No Brasil, vários projetos que se dedicam a dar oportunidades a quem não pode pagar pela dança se situam em comunidades ou em suas proximidades. Foi em um deles, o projeto social Dançando para não Dançar, na comunidade da Vila Olímpica da Mangueira, no Rio, que Ingrid Silva deu seus primeiros passos. A carioca é, hoje, a primeira-bailarina do Dance Theater of Harlem.

De uma pequena construção em Paraisópolis, na zona sul de São Paulo, pode surgir a próxima Grécia ou a próxima Ingrid. Quem sabe até a história se repita no plural. O Ballet Paraisópolis foi criado para levar à comunidade a estrutura de uma escola de balé. “Dar a bolsa em um local renomado é uma coisa, mas a criança precisa ir e voltar, comprar a sapatilha de ponta.
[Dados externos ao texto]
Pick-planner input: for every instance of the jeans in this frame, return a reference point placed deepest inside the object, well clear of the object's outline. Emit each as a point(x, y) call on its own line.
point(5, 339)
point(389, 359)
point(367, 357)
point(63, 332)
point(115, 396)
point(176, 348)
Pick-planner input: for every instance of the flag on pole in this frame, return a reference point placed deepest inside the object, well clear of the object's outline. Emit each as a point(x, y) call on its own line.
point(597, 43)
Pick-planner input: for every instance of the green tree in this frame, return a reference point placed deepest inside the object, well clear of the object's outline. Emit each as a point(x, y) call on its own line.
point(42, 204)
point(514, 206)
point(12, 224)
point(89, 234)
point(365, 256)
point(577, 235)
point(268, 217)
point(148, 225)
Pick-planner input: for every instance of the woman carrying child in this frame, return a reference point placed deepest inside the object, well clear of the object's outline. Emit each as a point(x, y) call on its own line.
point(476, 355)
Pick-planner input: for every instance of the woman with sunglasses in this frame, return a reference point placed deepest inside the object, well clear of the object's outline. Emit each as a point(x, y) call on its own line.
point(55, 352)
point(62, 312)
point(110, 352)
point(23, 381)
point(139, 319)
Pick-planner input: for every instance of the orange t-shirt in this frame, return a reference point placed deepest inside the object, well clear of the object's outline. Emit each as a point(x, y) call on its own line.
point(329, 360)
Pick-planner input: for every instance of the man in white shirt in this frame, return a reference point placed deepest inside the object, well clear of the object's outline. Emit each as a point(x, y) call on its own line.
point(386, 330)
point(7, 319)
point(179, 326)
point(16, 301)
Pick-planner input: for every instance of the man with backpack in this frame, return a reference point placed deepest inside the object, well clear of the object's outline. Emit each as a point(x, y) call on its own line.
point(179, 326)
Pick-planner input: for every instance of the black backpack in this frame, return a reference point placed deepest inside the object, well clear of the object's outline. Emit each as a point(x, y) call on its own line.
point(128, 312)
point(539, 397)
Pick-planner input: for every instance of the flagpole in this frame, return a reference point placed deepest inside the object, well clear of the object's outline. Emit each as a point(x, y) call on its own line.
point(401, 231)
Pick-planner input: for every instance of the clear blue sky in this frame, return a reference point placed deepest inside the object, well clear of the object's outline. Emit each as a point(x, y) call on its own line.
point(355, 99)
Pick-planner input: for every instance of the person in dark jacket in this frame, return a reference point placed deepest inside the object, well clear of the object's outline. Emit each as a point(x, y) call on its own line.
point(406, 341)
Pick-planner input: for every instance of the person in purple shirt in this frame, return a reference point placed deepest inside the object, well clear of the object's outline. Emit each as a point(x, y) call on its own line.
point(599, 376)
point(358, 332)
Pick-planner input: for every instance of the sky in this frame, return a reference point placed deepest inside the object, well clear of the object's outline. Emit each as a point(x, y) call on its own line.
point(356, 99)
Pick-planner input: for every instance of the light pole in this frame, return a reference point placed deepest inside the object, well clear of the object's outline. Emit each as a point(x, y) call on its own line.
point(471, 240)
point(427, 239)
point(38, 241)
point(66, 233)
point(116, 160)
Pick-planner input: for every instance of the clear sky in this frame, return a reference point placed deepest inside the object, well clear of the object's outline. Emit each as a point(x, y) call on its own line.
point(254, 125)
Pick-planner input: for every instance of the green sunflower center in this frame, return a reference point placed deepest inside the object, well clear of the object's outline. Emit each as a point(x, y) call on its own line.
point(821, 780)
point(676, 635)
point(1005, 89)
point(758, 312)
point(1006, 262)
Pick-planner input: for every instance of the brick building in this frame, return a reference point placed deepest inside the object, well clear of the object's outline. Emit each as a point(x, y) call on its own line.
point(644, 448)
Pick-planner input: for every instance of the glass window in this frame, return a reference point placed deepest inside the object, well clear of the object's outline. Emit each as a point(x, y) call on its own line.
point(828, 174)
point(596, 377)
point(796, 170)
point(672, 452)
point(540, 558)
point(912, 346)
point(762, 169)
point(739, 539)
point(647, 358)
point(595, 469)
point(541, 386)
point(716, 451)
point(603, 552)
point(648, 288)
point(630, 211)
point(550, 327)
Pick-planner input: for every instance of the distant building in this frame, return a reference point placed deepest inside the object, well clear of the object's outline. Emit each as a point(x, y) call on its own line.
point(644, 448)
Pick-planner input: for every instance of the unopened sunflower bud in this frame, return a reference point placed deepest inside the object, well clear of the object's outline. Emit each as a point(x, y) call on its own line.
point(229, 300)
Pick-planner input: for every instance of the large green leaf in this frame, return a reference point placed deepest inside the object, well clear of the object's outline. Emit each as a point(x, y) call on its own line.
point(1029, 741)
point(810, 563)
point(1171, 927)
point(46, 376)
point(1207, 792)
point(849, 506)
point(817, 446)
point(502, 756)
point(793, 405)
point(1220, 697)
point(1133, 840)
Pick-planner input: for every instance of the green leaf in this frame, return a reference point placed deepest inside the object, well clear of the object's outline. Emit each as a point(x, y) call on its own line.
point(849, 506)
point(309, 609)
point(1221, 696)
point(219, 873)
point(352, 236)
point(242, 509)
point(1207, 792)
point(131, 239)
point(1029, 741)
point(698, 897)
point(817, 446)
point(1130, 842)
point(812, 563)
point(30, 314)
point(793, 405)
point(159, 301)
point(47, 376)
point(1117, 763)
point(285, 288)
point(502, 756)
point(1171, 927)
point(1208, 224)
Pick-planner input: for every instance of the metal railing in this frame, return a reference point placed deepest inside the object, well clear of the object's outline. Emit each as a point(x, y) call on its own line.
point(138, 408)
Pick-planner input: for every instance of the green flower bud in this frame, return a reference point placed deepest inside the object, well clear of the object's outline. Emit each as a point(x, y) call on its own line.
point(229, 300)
Elas usam uma, duas por mês”, diz Monica Tarragó, fundadora do projeto.

A bailarina, que fez carreira na Itália antes de voltar ao País para dar aulas em São Paulo, quer para seus alunos os melhores recursos disponíveis. Por meio de patrocínios, o Ballet Paraisópolis consegue financiar as aulas e o material para dançar. “Um tutu custa cerca de R$ 1.800”, conta.

Lá dança Isabela de Souza, de apenas 13 anos. “Eu nem pensava em fazer balé”, conta. “Comecei para não ficar em casa.” A jovem bailarina enxerga o balé como uma oportunidade. “Hoje ele significa um futuro melhor, em que eu consiga até sair do Brasil.”

As informações são do jornal O Estado de S. Paulo.